Lessons from Other Safety-First Industries
The seniors housing industry is not the first to encounter safety challenges. Other industries like airlines, manufacturing and food processing have also experienced — and overcome — significant safety challenges. Adopting best practices from other safety-first industries can significantly improve safety.
To get started on the path to a safety-first culture, consider the following best practices.
- Make safety a top-three strategic priority
While safety has always been important to the seniors housing industry, it has not necessarily been considered a top-three strategic priority in the C-suite or governing board. For any safety program to work, it must be a strategic priority on par with financial performance and operational efficiency. Safety starts at the top. If it is important to the C-suite, it will be important to the rank and file.
- Avoid managing safety in silos
Safety must be managed holistically, not at the department/functional level. This means identifying risks facility-wide, building safety processes that span the entire operation, and deploying systems that monitor all safety processes and incidents. A 360-degree approach must consider all risk factors and be supported by a continual improvement process that drives higher levels of safety and lower levels of risk.
- Don’t limit safety risk assessments
Every safety program must start with a comprehensive assessment of risk factors. The process should be strategic, comprehensive and imaginative (i.e., consider black swan events).
Ideally, these assessments are built by safety experts, operations experts, government guidelines and industry recommendations, with input from frontline employees who are closest to the action. Assessments should be updated regularly as new risks emerge.
- Make safety training and coaching a priority
High staff turnover and urgency to get new hires on the floor quickly typically results in minimal safety training. A robust onboarding safety training program, coupled with ongoing coaching program, is critical. The goal should be that 100 percent of the staff has 100 percent of the knowledge and 100 percent of the confidence to make the right safety decision 100 percent of the time.

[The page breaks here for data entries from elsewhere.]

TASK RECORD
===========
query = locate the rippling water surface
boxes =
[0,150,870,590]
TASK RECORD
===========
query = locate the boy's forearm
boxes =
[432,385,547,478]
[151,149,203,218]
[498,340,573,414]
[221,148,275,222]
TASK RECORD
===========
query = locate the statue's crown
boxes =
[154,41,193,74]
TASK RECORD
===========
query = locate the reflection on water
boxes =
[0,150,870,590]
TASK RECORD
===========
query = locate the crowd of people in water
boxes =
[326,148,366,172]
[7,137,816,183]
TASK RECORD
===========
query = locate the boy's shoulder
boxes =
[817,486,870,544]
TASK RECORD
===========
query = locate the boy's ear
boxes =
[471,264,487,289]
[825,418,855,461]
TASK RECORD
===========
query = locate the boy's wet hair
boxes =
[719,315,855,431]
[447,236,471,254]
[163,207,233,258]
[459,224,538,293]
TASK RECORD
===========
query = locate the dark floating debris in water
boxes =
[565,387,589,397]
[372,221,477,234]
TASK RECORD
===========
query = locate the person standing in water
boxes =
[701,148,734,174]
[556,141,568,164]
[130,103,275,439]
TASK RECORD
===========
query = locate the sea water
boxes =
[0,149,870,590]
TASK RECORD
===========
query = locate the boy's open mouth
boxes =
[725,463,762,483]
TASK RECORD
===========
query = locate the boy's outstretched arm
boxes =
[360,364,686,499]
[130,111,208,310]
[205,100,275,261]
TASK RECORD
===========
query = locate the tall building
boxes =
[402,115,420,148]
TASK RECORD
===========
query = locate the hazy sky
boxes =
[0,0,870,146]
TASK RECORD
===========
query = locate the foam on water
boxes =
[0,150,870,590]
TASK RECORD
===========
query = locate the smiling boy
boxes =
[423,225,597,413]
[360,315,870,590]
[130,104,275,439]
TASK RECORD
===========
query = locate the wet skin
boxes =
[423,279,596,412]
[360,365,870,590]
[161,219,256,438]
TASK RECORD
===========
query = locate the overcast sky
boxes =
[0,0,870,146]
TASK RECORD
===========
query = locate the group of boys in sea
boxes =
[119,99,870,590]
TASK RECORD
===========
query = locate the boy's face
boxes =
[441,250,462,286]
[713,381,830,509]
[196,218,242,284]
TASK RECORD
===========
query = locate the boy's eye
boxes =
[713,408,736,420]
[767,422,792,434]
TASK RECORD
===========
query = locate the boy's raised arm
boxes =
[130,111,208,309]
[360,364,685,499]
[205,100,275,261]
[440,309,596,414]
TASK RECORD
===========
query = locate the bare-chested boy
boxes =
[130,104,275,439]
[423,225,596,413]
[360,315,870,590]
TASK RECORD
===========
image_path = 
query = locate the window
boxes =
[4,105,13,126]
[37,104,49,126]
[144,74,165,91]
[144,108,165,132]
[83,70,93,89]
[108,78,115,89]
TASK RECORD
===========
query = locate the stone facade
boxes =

- Take a proactive, automated approach to safety
Most LTC organizations have made the digital transition to electronic health records (EHR) and financial management systems. Yet something as important as safety continues to be managed using a hodgepodge of paper, email, verbal conversations and spreadsheets. As a result, safety management is reactive and focused on “check the box” compliance rather than building a culture of safety.
Digital safety management tools simplify workflows and improve risk assessment, incident reporting, and action planning. These tools also make it easier to identify high-risk areas for proactive attention before an incident. For multi-facility operators, digitizing safety management is especially critical to ensure facility-wide consistency to safety standards.
Make Safety a Competitive Advantage
COVID-19 will have a multi-year impact on business performance, staff recruiting/retention, and brand. A renewed and sustained focus on safety can be a true competitive advantage by rebuilding trust with seniors and their loved ones.
Other safety-first industries have learned and adopted best practices from their own industries and other sectors. Now is the time for the seniors housing community to do the same.